Rechtsmittel zugelassen
Leitsatz (amtlich)
1. Die Gewinnabführung innerhalb eines Konzerns begründet noch keine „Gewerbemäßigkeit” von Arbeitnehmerüberlassungen im Konzern.
2. Die Auslegung des § 1 Abs. 2 AÜG durch das BAG dahin, daß bei Vorliegen der dortigen Voraussetzungen das Arbeitsverhältnis zum „Verleiher” endet, bedarf der Einschränkung dahin, daß die Beendigung nicht gegen den Willen des Arbeitnehmers stattfindet.
Normenkette
AÜG § 1 Abs. 1-2, § 10 Abs. 1 S. 1, § 13
Verfahrensgang
ArbG Köln (Urteil vom 13.12.1995; Aktenzeichen 11 Ca 4631/95) |
Nachgehend
Tenor
Die Berufung der Beklagten gegen das Urteil des Arbeitsgerichts Köln vom 13.12.1995 – 15/11 Ca 4631/95 – wird zurückgewiesen.
Die Kosten der Berufung trägt die Beklagte.
Streitwert: unverändert
Die Revision wird zugelassen.
Tatbestand
Die Beklagte (AG) betreibt Luftfahrt und ist ein beherrschendes Unternehmen in einem Konzern. Ihr Sitz ist in K. Hier befinden sich auch 5 Tochtergesellschaften mit rund 300 Mitarbeitern. Diese sind von der Beklagten eingestellt worden und zu den Tochtergesellschaften versetzt oder abgeordnet worden. Sie werden von einem zentralen Personaldienst der Beklagten verwaltet. Die Personalkosten erhält die Beklagte von den Tochtergesellschaften erstattet. Sie erhält auch die Gewinne der Tochtergesellschaften. Sie besitzt die Erlaubnis zur Arbeitnehmerüberlassung. Die Mitarbeiter bei der Beklagten und den Tochtergesellschaften haben einen gemeinsamen Betriebsrat gewählt.

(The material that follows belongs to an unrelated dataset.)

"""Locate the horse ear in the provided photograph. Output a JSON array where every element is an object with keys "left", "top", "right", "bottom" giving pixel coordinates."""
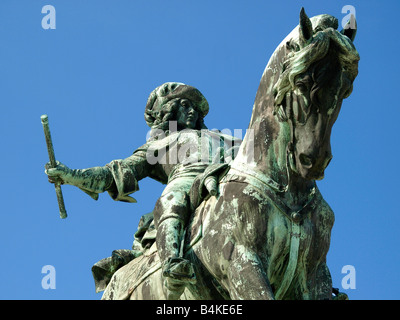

Die Klägerin war ab 1.7.1964 als Luftverkehrskauffrau bei der Beklagten tätig gemäß Einstellungsschreiben vom 6.3.1964 (Bl. 158 f d.A.). Ab 15.4.1971 wurde sie als Sachbearbeiterin bei der Kölner Tochtergesellschaft G eingesetzt unter Änderung (Arbeitszeitverkürzung) des Arbeitsvertrages mit der Beklagten (Bl. 53 und 160 d.A.). Seit dem 1.3.1985 ist sie als Sachbearbeiterin bei der Kölner Tochtergesellschaft tätig gegen ein Monatsgehalt von zuletzt DM 4.900,– brutto.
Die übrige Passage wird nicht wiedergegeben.